The bill would expand health care eligibility to more than 3.5 million toxic-exposed veterans of the Post-9/11 period and expand presumptions related to Agent Orange exposure – a chemical made infamous for its use in the Vietnam War.
Other focuses of the legislation include the foundations of future presumptions of service connection linked to toxic exposure, the addition of 23 burn pit and toxic exposure-related conditions to the VA’s list of service presumptions, and improved federal research into toxic exposure. Open-air burn pits were used from the 1990s into the post-9/11 period for the disposal of garbage, jet fuel, and more, and many of the veterans who oversaw these pits later tested positive for cancer, respiratory issues, and more. Traditionally, the VA argued there was insufficient evidence to link them.

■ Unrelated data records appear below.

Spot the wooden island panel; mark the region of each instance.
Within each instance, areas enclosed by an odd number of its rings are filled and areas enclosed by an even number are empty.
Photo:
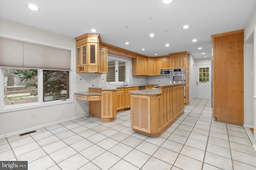
[[[184,113],[184,84],[131,93],[131,125],[134,131],[159,137]]]

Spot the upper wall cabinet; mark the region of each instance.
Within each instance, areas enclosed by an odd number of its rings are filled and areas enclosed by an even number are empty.
[[[170,68],[171,63],[170,57],[161,58],[160,61],[161,69],[168,69]]]
[[[189,53],[186,51],[169,54],[171,59],[171,68],[185,68],[188,71]]]
[[[104,68],[103,71],[102,68],[106,64],[105,63],[107,62],[107,51],[100,49],[99,35],[86,33],[75,38],[77,72],[106,73],[106,69]]]
[[[148,75],[158,76],[160,75],[160,58],[148,58]]]
[[[147,76],[148,74],[148,62],[147,58],[137,56],[137,58],[132,59],[132,75]]]

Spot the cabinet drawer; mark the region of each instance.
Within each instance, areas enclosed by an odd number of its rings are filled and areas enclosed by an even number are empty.
[[[101,96],[87,96],[86,100],[88,101],[101,100]]]
[[[129,92],[130,91],[134,91],[134,90],[138,90],[139,87],[130,87],[129,88],[127,88],[127,92]]]
[[[124,93],[124,88],[117,88],[116,89],[116,93]]]

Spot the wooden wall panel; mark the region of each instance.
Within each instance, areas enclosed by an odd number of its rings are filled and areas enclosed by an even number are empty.
[[[244,30],[212,35],[213,114],[217,121],[244,124]]]

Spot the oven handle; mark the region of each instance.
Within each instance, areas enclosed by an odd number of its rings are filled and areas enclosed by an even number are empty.
[[[185,74],[186,72],[170,72],[170,74]]]

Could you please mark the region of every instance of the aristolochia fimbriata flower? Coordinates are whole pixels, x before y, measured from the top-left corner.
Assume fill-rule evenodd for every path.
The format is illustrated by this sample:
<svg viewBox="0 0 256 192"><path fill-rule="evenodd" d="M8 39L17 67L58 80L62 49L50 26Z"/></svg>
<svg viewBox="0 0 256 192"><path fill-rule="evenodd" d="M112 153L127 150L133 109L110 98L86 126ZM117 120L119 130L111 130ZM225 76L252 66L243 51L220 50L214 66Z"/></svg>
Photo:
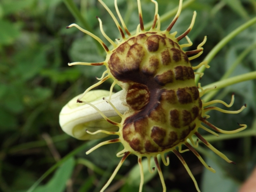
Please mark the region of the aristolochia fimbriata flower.
<svg viewBox="0 0 256 192"><path fill-rule="evenodd" d="M236 113L241 111L246 105L235 111L224 110L216 107L207 107L217 103L221 103L227 107L231 107L234 102L233 95L229 105L220 100L204 102L201 99L201 97L209 89L204 90L200 84L198 84L198 85L195 81L195 74L202 76L203 74L194 72L193 70L203 65L207 68L209 67L205 61L196 67L192 67L190 61L198 58L202 53L202 46L206 42L206 36L196 50L189 51L183 50L183 48L192 45L187 35L194 25L196 12L194 13L190 26L183 33L177 37L176 37L177 32L170 33L181 11L182 0L180 0L178 10L173 20L163 31L160 30L158 5L154 0L151 0L155 5L153 24L148 31L144 29L140 1L137 0L140 24L134 35L131 34L126 27L118 10L116 0L115 0L116 10L127 35L125 34L109 9L102 0L99 0L111 15L122 36L122 39L116 39L116 42L113 41L104 32L102 21L97 17L102 34L113 46L112 50L110 50L98 37L76 24L72 24L67 28L75 26L90 35L102 45L107 53L106 60L101 63L77 62L69 64L69 65L105 65L106 68L101 78L99 79L99 81L87 88L77 101L79 103L86 104L84 105L86 106L84 107L90 106L94 108L111 125L108 130L107 128L101 130L100 126L95 129L98 131L93 132L87 130L87 134L93 135L104 133L119 136L117 139L98 144L88 151L87 154L101 146L114 143L120 142L124 148L117 154L117 157L122 157L122 159L101 192L104 191L108 186L125 159L130 154L138 157L141 174L140 192L142 191L143 184L143 168L141 163L143 157L148 158L148 165L150 164L151 158L154 159L163 185L163 191L166 192L164 178L157 156L160 154L164 165L168 166L169 163L169 157L167 156L166 159L164 155L169 151L172 151L180 159L193 180L198 191L199 192L194 176L180 154L187 151L182 150L182 145L184 145L187 147L205 167L212 172L214 172L215 170L207 165L194 149L197 147L198 143L194 142L192 139L193 135L195 135L203 143L227 162L234 163L205 140L198 131L198 128L201 128L218 136L203 124L224 134L237 133L244 129L247 127L245 125L240 125L241 128L233 131L219 129L207 121L207 119L209 116L206 112L210 110L217 110L223 113ZM188 43L180 44L179 42L184 38L186 38ZM105 104L105 107L102 107L102 110L106 111L109 110L105 109L106 105L112 108L121 118L120 123L108 118L100 108L100 103L97 103L97 107L96 107L89 102L90 101L81 100L92 89L109 79L112 79L113 82L110 89L109 99L103 98L108 103ZM115 104L110 101L112 90L116 84L119 85L123 90L119 99L122 105L127 108L126 111L123 111L123 108L121 108L121 111L120 111ZM108 95L109 93L106 94ZM61 113L61 125L64 130L72 135L71 131L69 132L67 131L64 123L61 122L64 121L61 119L64 118L63 117L64 113L63 111ZM117 131L111 131L116 130L111 129L114 125L118 128ZM78 128L79 129L79 128ZM82 139L87 139L88 138ZM151 173L152 170L149 166L148 168L149 172Z"/></svg>

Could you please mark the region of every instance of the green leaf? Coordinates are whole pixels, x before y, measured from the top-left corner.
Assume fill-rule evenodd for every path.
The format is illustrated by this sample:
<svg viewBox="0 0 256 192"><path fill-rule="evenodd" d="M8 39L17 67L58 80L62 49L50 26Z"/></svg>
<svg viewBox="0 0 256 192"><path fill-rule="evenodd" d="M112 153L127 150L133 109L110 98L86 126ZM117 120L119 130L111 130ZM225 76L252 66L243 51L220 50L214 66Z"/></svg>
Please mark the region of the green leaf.
<svg viewBox="0 0 256 192"><path fill-rule="evenodd" d="M239 186L237 183L227 176L226 173L218 165L211 159L207 157L206 163L210 165L216 171L213 173L204 168L203 173L201 189L207 192L236 192Z"/></svg>
<svg viewBox="0 0 256 192"><path fill-rule="evenodd" d="M61 83L67 81L74 81L79 77L81 72L76 68L70 67L63 71L45 69L41 71L41 74L43 76L49 78L54 82Z"/></svg>
<svg viewBox="0 0 256 192"><path fill-rule="evenodd" d="M32 5L34 1L35 1L35 0L4 0L2 3L4 14L4 15L11 14L27 8Z"/></svg>
<svg viewBox="0 0 256 192"><path fill-rule="evenodd" d="M14 128L17 125L17 118L10 113L0 107L0 133L15 130Z"/></svg>
<svg viewBox="0 0 256 192"><path fill-rule="evenodd" d="M158 155L157 159L158 161L161 159L161 156ZM143 172L144 175L144 183L151 180L157 174L157 170L156 169L153 174L149 173L148 168L148 158L145 158L142 160L142 165L143 166ZM155 167L154 161L151 159L150 162L150 167L152 169L153 167ZM140 183L140 166L139 164L134 166L130 172L128 178L126 180L127 183L131 186L139 186Z"/></svg>
<svg viewBox="0 0 256 192"><path fill-rule="evenodd" d="M13 23L6 20L0 20L0 45L9 45L20 35L20 32L14 26Z"/></svg>
<svg viewBox="0 0 256 192"><path fill-rule="evenodd" d="M245 9L243 7L240 0L223 0L233 10L241 17L250 18Z"/></svg>
<svg viewBox="0 0 256 192"><path fill-rule="evenodd" d="M87 35L84 38L76 40L72 44L70 55L74 61L98 62L105 60L99 56L97 47L92 38Z"/></svg>
<svg viewBox="0 0 256 192"><path fill-rule="evenodd" d="M67 160L56 171L52 178L46 185L35 189L35 192L63 192L66 183L71 176L75 166L75 160L72 157Z"/></svg>

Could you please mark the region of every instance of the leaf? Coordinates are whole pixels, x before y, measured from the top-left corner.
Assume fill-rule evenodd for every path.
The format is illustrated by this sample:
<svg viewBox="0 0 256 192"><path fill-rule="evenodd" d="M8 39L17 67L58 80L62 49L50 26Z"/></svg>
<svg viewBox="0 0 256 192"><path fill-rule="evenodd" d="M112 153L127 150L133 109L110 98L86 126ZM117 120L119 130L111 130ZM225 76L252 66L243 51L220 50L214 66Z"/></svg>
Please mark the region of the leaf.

“For hundreds of thousands of veterans, generations of our all-volunteer military and their families—this bill is putting us on a path to finally recognizing the toxic wounds of war,” Tester said. “This bill is the legislation we envisioned when we set out to right the wrongs to our toxic-exposed veterans, and I’m grateful to Ranking Member Jerry Moran, our committee colleagues, Veterans Service Organizations, veterans’ advocates, and the Biden Administration for making this possible. Our men and women in uniform held up their end of the bargain, and I’m proud we’re holding up ours.”
The bill was named for Sergeant First Class Heath Robinson, who deployed to Kosovo and Iraq with the Ohio National Guard. After years of service, he died in 2020 from toxic exposure from that military service.